The OTO Homestead and Dude Ranch was the first dude ranch in the US state of Montana. It was started by James Norris (Dick) Randall and his wife Dora after they purchased squatters rights on a small cabin along Cedar Creek in the Absaroka Range. The original cabin had a dirt floor cabin with a sod roof. Randall courted wealthy eastern clients (the Dudes) and by 1912 they came to the OTO to experience a "genuine" western ranch lifestyle. The property grew to meet the needs of guests and by the 1920s included an impressive lodge (1921), cabins, barns, post office, and outbuildings. Notable guests included Theodore Roosevelt and Marcellus Hartley Dodge, Jr.

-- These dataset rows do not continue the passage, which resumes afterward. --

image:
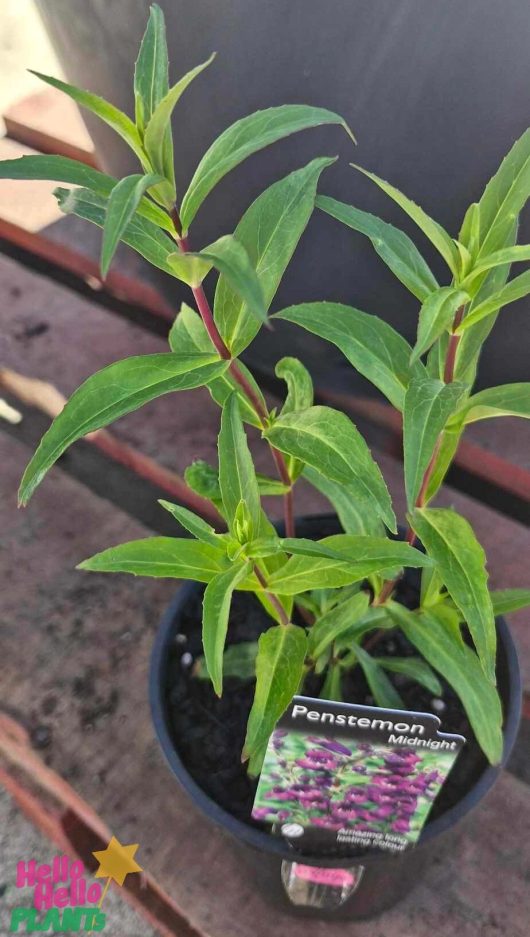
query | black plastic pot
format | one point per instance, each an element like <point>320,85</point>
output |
<point>370,884</point>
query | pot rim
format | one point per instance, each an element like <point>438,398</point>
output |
<point>265,842</point>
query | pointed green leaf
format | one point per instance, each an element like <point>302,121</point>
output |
<point>239,661</point>
<point>434,231</point>
<point>190,268</point>
<point>237,477</point>
<point>507,255</point>
<point>188,334</point>
<point>115,118</point>
<point>506,400</point>
<point>160,557</point>
<point>504,196</point>
<point>472,341</point>
<point>231,259</point>
<point>243,138</point>
<point>356,517</point>
<point>415,668</point>
<point>469,234</point>
<point>449,539</point>
<point>340,619</point>
<point>330,442</point>
<point>372,346</point>
<point>279,670</point>
<point>509,600</point>
<point>393,246</point>
<point>151,70</point>
<point>157,137</point>
<point>140,234</point>
<point>362,556</point>
<point>515,289</point>
<point>460,666</point>
<point>215,612</point>
<point>192,522</point>
<point>269,231</point>
<point>299,384</point>
<point>428,405</point>
<point>116,390</point>
<point>121,207</point>
<point>62,169</point>
<point>383,691</point>
<point>436,316</point>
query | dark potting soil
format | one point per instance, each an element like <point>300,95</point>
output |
<point>209,732</point>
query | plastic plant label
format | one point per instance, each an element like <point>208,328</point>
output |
<point>337,776</point>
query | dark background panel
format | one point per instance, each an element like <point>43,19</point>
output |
<point>435,92</point>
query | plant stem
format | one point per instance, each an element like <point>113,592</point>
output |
<point>449,372</point>
<point>274,600</point>
<point>224,352</point>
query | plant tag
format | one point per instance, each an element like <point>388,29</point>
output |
<point>341,775</point>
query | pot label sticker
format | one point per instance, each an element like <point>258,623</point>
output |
<point>337,774</point>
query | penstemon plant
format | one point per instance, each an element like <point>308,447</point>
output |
<point>342,586</point>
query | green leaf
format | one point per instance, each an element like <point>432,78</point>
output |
<point>204,480</point>
<point>415,668</point>
<point>231,259</point>
<point>279,670</point>
<point>243,138</point>
<point>436,316</point>
<point>329,441</point>
<point>472,341</point>
<point>62,169</point>
<point>449,539</point>
<point>355,517</point>
<point>116,390</point>
<point>215,612</point>
<point>434,231</point>
<point>460,666</point>
<point>507,255</point>
<point>393,246</point>
<point>236,469</point>
<point>151,70</point>
<point>299,384</point>
<point>121,207</point>
<point>504,196</point>
<point>382,690</point>
<point>506,400</point>
<point>372,346</point>
<point>515,289</point>
<point>362,556</point>
<point>193,523</point>
<point>469,234</point>
<point>191,269</point>
<point>188,334</point>
<point>115,118</point>
<point>140,234</point>
<point>331,625</point>
<point>239,661</point>
<point>428,405</point>
<point>157,137</point>
<point>269,231</point>
<point>160,557</point>
<point>450,441</point>
<point>509,600</point>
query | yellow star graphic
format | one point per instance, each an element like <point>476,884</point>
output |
<point>116,861</point>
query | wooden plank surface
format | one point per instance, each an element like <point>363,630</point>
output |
<point>76,648</point>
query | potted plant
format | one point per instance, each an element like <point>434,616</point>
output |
<point>339,606</point>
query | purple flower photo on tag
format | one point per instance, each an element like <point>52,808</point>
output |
<point>336,784</point>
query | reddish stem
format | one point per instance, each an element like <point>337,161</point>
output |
<point>224,352</point>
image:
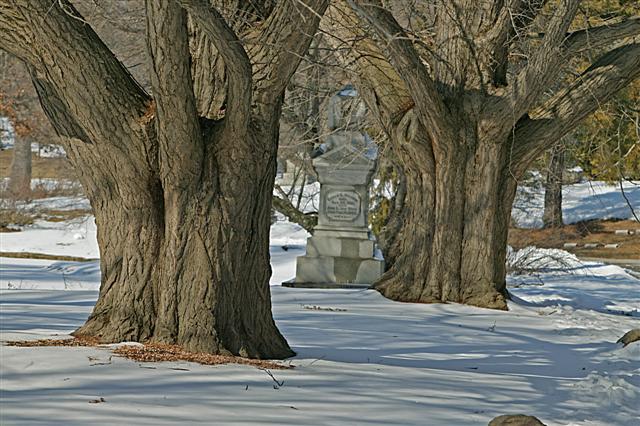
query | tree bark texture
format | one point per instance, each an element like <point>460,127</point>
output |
<point>465,117</point>
<point>182,202</point>
<point>552,216</point>
<point>20,173</point>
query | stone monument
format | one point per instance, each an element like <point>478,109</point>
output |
<point>341,253</point>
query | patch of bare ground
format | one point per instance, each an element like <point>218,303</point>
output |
<point>588,232</point>
<point>155,352</point>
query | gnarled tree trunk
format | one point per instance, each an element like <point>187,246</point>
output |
<point>552,216</point>
<point>465,116</point>
<point>182,202</point>
<point>20,174</point>
<point>454,219</point>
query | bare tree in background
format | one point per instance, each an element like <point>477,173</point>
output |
<point>552,215</point>
<point>180,182</point>
<point>465,91</point>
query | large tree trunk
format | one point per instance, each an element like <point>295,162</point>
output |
<point>20,174</point>
<point>483,116</point>
<point>185,285</point>
<point>182,202</point>
<point>552,216</point>
<point>451,234</point>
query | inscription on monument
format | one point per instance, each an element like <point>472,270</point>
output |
<point>343,206</point>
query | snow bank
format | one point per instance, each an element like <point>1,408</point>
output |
<point>581,201</point>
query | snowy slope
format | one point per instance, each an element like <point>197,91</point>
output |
<point>366,361</point>
<point>581,201</point>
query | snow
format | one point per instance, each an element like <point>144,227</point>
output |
<point>366,361</point>
<point>581,201</point>
<point>69,238</point>
<point>361,359</point>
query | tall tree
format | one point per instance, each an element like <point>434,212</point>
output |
<point>182,201</point>
<point>462,89</point>
<point>552,215</point>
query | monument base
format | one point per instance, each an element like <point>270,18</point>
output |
<point>339,260</point>
<point>332,286</point>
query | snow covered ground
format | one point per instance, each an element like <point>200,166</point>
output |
<point>361,359</point>
<point>580,201</point>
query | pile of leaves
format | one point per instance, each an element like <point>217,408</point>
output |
<point>155,352</point>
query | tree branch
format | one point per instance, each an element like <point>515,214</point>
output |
<point>601,36</point>
<point>284,206</point>
<point>239,73</point>
<point>379,83</point>
<point>542,66</point>
<point>407,62</point>
<point>177,123</point>
<point>612,72</point>
<point>282,42</point>
<point>85,76</point>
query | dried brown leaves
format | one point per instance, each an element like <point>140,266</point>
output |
<point>154,352</point>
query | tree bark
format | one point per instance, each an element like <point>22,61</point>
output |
<point>452,228</point>
<point>182,202</point>
<point>552,216</point>
<point>465,117</point>
<point>20,174</point>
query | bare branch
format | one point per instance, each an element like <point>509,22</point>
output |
<point>281,44</point>
<point>409,66</point>
<point>612,72</point>
<point>535,77</point>
<point>53,41</point>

The Randalls sold the OTO in 1934 to Chan Libby (a former guest). In 1939 the OTO closed its dude ranching operations permanently. After its 1939 closing the property was sold to John Paul and Jessie Shields, who owned for more than 30 years and worked it as cattle and horse ranch. Two of their granddaughters would come and spend summers with them and go to the OTO, Gayle (Shields) Terry and Nikki Shields. They sold it to the Elk Foundation in 1989. The 3,265 acre (1,321 hectare) property was eventually acquired by the Rocky Mountain Elk Foundation, who donated it (1991) to the United States Forest Service (Gallatin National Forest District). In 2004 the site was listed on the National Register of Historic Places, and buildings are currently undergoing renovations with labor provided by volunteer groups including Passport in Time, Elderhostel and Amizade. The site continues to provide habitat for large wildlife.